Runs 27B models split across both cards. Slower than a single 3090 (communication overhead), but costs $300 less. Only makes sense if you're running models that don't fit on a single 12GB card.

RTX 3060 12GB + RTX 3090 24GB: ~$1,050 total, 36GB combined VRAM

Different workloads on each card (image gen on the 3060, LLM on the 3090), or split a 70B model across both. Versatile and cost-effective. See our $3,000 dual-GPU build guide for the full setup.

Dual RTX 5060 Ti 16GB: ~$860 total, 32GB combined VRAM

Competes with a single RTX 5090 (32GB) at less than half the price. Trade-off: split-GPU inference is slower than a single card due to PCIe communication overhead. But for models that need 20-32GB, it's the cheapest way to get there with modern hardware.

The Complete Ranking Table

Sorted by value score (t/s per $100 on 13B Q4_K_M). Higher is better.

RTX 4060 Ti 16GB — 10.5 value / 35-42 t/s / $350-400 / 16GB — Best on paper, bandwidth-limited in practice
RTX 4080 Super — 8.3 value / 70-80 t/s / $900 / 16GB — Solid all-around
RTX 4070 Ti Super — 8.0 value / 55-65 t/s / $750 / 16GB — Great mid-range
RTX 5060 Ti — 7.1 value / 28-33 t/s / $430 / 16GB — Best new budget card
RTX 5090 — 6.6 value / 120-142 t/s / $2,000 / 32GB — Fastest, most VRAM
RTX 3060 12GB — 6.4 value / 14-18 t/s / $250 / 12GB — Cheapest entry
RTX 4090 — 5.9 value / 90-100 t/s / $1,600 / 24GB — Enthusiast standard
RTX 3090 — 5.3 value / 40-45 t/s / $800 / 24GB — Best overall recommendation
RTX 3090 Ti — 5.1 value / 43-48 t/s / $900 / 24GB — Slightly faster 3090

How to Use This Ranking

Don't just buy the highest value score. The RTX 4060 Ti 16GB tops the value chart but its bandwidth limits make it frustrating on anything bigger than 13B. Context matters.

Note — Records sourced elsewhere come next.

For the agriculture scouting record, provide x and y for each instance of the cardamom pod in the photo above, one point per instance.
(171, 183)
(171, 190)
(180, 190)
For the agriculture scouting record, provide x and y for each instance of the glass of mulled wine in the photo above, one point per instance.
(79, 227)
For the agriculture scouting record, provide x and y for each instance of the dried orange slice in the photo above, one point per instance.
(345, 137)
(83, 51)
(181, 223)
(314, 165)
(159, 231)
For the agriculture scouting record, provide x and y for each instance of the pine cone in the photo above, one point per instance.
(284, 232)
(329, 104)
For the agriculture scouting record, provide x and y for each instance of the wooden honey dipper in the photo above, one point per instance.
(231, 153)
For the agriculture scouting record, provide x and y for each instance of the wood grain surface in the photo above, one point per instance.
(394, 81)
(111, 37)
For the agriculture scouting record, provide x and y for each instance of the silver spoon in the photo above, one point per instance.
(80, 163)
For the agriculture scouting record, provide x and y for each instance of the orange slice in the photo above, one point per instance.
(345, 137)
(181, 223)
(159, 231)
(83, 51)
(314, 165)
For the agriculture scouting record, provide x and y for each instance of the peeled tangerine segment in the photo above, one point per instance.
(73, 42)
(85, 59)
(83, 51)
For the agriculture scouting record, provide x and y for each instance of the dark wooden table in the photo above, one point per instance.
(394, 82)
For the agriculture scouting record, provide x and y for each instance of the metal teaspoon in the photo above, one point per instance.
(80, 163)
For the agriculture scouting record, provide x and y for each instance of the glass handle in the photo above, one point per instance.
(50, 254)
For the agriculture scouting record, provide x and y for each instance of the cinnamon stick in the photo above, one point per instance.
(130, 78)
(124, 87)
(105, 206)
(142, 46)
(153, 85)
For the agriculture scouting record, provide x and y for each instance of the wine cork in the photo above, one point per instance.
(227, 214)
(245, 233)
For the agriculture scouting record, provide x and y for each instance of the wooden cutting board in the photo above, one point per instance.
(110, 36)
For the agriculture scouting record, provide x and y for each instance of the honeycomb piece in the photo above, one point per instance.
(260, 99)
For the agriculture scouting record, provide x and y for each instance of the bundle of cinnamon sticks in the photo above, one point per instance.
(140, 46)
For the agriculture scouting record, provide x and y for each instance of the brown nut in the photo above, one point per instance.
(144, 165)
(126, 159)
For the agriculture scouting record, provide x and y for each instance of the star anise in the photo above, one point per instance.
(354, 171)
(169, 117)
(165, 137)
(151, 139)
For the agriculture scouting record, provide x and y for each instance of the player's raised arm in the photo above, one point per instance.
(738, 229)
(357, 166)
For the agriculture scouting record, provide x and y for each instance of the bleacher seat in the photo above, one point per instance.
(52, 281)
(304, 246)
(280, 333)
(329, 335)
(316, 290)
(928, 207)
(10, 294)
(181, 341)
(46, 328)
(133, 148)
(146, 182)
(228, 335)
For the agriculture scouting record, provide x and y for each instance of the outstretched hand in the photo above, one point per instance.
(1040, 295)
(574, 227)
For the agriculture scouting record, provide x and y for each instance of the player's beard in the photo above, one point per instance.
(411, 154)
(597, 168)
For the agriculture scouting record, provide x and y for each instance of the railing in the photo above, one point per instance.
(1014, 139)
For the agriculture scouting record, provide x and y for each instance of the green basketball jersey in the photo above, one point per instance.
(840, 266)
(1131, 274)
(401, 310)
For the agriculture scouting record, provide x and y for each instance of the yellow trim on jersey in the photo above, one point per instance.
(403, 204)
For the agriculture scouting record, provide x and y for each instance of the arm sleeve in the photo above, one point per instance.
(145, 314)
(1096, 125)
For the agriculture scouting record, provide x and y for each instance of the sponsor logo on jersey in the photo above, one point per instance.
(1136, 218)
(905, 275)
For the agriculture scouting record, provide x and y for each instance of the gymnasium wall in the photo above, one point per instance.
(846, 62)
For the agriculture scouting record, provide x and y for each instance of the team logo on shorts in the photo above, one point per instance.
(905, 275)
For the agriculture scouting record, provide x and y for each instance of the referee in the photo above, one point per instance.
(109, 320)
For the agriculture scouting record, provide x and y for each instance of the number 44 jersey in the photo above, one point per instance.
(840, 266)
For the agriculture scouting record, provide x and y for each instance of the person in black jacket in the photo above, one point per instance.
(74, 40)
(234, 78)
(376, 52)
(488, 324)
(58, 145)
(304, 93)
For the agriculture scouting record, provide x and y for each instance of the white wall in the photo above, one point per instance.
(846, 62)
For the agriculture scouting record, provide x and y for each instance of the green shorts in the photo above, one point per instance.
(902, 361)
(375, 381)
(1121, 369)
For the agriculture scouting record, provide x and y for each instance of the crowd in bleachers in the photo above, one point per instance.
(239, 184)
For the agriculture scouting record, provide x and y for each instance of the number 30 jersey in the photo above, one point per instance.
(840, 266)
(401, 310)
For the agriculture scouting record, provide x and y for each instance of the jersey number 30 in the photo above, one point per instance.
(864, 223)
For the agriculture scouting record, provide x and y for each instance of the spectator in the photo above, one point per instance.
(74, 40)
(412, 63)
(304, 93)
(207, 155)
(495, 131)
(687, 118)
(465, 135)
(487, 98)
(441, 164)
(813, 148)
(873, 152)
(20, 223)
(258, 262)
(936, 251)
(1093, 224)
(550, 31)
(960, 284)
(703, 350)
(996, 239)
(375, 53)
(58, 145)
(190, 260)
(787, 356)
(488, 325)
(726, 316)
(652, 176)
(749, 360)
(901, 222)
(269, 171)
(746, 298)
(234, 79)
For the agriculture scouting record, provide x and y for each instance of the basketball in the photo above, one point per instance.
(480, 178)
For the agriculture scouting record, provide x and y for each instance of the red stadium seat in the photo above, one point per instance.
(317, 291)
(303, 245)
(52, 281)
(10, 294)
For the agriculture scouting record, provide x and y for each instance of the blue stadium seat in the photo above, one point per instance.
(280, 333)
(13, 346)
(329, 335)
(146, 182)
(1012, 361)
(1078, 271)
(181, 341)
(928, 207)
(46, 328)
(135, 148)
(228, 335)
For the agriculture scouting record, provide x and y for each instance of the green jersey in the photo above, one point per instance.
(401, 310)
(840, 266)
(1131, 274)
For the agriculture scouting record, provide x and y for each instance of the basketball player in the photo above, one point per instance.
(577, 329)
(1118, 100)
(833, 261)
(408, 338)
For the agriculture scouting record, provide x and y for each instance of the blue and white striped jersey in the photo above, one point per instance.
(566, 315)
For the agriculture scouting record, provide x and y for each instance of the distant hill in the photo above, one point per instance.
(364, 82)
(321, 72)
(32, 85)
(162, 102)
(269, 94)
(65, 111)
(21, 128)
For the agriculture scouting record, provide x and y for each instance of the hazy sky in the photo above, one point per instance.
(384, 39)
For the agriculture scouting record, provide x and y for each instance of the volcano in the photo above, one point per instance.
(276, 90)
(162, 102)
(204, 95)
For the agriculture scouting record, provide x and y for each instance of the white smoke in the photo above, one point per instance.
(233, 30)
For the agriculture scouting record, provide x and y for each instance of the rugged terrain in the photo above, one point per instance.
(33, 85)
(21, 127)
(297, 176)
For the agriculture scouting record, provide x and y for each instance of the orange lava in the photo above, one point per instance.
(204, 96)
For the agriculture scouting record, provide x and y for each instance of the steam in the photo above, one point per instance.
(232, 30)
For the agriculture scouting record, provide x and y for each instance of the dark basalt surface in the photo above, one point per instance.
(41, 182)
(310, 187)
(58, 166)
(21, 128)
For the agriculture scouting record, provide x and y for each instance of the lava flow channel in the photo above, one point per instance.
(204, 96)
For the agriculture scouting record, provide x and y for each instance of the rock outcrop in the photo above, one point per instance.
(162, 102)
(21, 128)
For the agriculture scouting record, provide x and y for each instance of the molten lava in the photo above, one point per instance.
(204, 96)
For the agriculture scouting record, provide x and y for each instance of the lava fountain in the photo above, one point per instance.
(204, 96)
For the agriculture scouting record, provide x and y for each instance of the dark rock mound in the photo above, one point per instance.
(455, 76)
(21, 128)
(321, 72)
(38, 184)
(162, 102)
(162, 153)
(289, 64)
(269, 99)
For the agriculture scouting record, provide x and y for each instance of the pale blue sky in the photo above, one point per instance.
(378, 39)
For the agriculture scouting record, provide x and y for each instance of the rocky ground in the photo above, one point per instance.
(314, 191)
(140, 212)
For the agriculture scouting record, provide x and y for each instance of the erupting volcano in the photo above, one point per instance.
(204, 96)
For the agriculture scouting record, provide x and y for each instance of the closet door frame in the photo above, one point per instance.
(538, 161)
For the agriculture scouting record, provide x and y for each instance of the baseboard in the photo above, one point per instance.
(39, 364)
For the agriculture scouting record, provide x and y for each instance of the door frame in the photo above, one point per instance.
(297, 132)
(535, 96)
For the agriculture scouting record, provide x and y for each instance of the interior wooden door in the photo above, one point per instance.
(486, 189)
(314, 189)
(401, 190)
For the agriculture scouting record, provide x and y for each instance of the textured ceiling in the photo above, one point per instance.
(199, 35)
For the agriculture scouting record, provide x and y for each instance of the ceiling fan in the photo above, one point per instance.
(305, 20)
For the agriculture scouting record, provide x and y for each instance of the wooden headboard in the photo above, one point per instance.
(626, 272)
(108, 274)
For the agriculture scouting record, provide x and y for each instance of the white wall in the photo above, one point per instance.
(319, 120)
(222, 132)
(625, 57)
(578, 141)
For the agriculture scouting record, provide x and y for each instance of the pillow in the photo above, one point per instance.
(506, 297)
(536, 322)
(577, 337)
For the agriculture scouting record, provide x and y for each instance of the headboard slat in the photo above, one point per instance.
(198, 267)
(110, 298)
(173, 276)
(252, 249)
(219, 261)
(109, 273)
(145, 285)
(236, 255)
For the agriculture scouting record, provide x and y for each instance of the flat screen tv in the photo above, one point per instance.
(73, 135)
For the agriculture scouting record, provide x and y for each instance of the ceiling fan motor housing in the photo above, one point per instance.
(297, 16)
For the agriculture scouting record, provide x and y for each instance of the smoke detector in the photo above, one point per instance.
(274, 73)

Instead, use this decision tree:

What models do you want to run?

7B models only: RTX 3060 12GB ($250) or RTX 5060 Ti ($430)
7B-14B models: RTX 5060 Ti 16GB ($430) or RTX 4070 Ti Super ($750)
14B-34B models: RTX 3090 ($800) or RTX 4090 ($1,600)
34B-70B models: RTX 5090 ($2,000) or dual-GPU setup

What's your budget?

Under $300: RTX 3060 12GB (used)
$400-500: RTX 5060 Ti 16GB (new)
$700-900: RTX 3090 24GB (used) — the sweet spot
$1,500-1,700: RTX 4090 24GB
$2,000: RTX 5090 32GB

Do you also game?

If yes, lean toward newer architectures (5060 Ti, 4070 Ti Super, 4090) for better driver support, DLSS 4, and newer features. The 3090 is still fine for gaming, but it's a generation behind.

For detailed build guides at every price point, see our budget guide. For model-specific hardware requirements, check our VRAM guide and ultimate hardware guide.

Benchmarks as of March 2026. Prices fluctuate — check current listings before purchasing. All benchmarks run on AMD Ryzen 7 7700X / 64GB DDR5 / Ollama latest with default settings.